Difference between multiple elements in list with same string . Python 2.7

Question

This is a little confusing so I will try my best to explain my goal. In a nutshell i'm trying to look at a sublist within a list. In those sublists, some have the same starting element (sublist[0]) and i want to record the differences between that sublist with other sublists starting with the same element

data = [['o1415', '1', '0', '1'], ['o1415', '0', '0', '0'], ['o1414', '0', '0', '0'], ['o1414', '1', '0', '0'], ['o1414', '0', '0', '0'], ['o1408', '0', '0', '1'], ['o1406', '0', '0', '0']]
D_changes = {}

here is a list with 4 elements . . the first of which has a name, 2nd/3rd/4th elements have digits .

i'm trying to generate a dictionary that has the {name:[then,the,differences])}

for example data[0] and data[1] both have 'o1415' as their first element . since they have the same string for the first element i want to compare the rest of the lists with each other . so data[0] differs in data[0][1] and data[0][2] from data[1] . . . so i want to add 'o1415':['first','third'] to the empty dictionary D_changes.

another example would be 'o1414' which is in data[2],data[3],data[4] and for these lists, one element is different in the [1] position so i'd like to add 'o1414' : ['first'] to the empty dictionary above

in the end i want to obtain a dictionary with this type of content

desired_changes = {'o1415':['first','third'],'o1414':['first'],'o1408':[],'o1406':[]}

Answer 1

I'll give you a direction more than a full answer.

First, load up a dict to group like items for further processing; I'll use a defaultdict:

d = defaultdict(list)

data = [['o1415', '1', '0', '1'], ['o1415', '0', '0', '0'], ['o1414', '0', '0', '0'], ['o1414', '1', '0', '0'], ['o1414', '0', '0', '0'], ['o1408', '0', '0', '1'], ['o1406', '0', '0', '0']]

for sub in data:
    d[sub[0]].append([int(x) for x in sub[1:]])

Then, for a given key, simply look at the zip of its values. i.e. for 'o1414':

d['o1414']
Out[58]: [[0, 0, 0], [1, 0, 0], [0, 0, 0]]

list(zip(*d['o1414']))
Out[59]: [(0, 1, 0), (0, 0, 0), (0, 0, 0)]

We know if they're all equal if it's all 1, or all 0; otherwise it's different.
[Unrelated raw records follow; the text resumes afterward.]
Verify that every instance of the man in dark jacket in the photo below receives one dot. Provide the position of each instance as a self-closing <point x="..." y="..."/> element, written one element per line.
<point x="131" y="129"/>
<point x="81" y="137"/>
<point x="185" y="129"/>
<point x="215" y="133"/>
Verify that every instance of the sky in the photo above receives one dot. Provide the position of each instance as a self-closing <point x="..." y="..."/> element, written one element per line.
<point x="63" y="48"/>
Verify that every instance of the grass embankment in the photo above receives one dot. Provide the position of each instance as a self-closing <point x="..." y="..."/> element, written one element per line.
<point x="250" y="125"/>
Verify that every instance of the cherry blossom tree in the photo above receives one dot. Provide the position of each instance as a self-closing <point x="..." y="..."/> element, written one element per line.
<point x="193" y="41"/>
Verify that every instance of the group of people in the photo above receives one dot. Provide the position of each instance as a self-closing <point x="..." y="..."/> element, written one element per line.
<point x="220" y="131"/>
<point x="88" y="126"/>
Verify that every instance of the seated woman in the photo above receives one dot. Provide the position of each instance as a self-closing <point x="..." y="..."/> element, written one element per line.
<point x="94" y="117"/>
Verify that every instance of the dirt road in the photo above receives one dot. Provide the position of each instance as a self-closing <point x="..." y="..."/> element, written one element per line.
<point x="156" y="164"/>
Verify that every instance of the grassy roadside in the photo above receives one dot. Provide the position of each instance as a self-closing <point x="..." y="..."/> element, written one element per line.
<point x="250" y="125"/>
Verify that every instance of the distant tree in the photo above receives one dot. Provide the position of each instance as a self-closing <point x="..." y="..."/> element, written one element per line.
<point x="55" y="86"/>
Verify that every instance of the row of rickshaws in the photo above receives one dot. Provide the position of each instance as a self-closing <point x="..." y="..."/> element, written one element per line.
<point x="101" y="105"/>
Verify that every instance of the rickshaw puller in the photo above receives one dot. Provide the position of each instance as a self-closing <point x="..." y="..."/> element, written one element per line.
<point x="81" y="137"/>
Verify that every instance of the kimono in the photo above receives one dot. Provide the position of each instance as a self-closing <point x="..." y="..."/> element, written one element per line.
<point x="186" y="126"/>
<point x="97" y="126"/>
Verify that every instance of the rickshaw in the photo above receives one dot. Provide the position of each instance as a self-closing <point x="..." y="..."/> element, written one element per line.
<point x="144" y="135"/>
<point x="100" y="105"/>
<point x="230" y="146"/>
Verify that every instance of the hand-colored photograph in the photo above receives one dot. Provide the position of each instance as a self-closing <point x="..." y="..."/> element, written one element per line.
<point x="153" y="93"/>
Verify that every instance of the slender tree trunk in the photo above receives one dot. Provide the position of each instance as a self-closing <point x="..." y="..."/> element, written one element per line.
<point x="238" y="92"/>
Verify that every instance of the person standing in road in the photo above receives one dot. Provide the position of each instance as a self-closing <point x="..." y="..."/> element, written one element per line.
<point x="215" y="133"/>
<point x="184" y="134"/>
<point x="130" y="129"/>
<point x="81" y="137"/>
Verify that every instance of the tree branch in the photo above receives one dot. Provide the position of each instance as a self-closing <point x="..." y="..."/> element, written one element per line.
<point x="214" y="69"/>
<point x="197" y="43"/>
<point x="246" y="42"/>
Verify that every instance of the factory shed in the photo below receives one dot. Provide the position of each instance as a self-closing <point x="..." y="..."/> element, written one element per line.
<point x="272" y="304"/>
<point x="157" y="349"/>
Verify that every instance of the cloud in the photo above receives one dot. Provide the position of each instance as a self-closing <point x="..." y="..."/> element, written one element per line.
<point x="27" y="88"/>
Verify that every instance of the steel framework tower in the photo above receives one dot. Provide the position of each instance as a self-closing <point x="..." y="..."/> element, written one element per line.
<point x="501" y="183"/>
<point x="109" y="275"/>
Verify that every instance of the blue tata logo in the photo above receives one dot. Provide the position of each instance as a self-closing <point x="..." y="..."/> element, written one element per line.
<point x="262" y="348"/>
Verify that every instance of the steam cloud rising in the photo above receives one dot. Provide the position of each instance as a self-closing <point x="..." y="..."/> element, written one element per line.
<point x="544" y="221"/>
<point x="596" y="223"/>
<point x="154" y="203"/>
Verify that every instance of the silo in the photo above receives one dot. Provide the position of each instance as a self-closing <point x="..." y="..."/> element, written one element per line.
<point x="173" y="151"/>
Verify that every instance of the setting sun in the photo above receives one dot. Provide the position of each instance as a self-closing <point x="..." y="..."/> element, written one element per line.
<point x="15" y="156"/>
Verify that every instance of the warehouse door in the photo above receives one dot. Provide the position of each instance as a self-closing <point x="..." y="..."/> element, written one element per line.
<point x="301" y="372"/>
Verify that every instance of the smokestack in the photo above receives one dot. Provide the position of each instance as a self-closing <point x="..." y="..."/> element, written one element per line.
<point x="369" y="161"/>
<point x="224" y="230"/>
So just do:

[any(x) and not all(x) for x in zip(*d['o1414'])]
Out[60]: [True, False, False]

I particularly like the aesthetics of that - any(x) and not all(x). Python can be beautiful sometimes.

Anyway, True means that you have a differing value in that slot. I'll leave it up to you do do that for all your keys and to get it into the format that you want.

Answer 2

i figured it out. not sure that deserved a -1 vote . this probably isn't the most efficient way but it works

data = [['o1415', '1', '0', '1'], ['o1415', '0', '0', '0'], ['o1414', '0', '0', '0'], ['o1414', '1', '0', '0'], ['o1414', '0', '0', '0'], ['o1408', '0', '0', '1'], ['o1406', '0', '0', '0']]

D = {}   
for name in data:    
    while name:
        for k in data:
            temp = []
            if name[0] == k[0]:
                if name[1] != k[1]:
                    temp.append('first')
                if name[2] != k[2]:
                    temp.append('second')
                if name[3] != k[3]:
                    temp.append('third')
            for k in temp:
                if len(k) != 0:
                    D[name[0]] = temp
                    break
                else:
                    pass

        break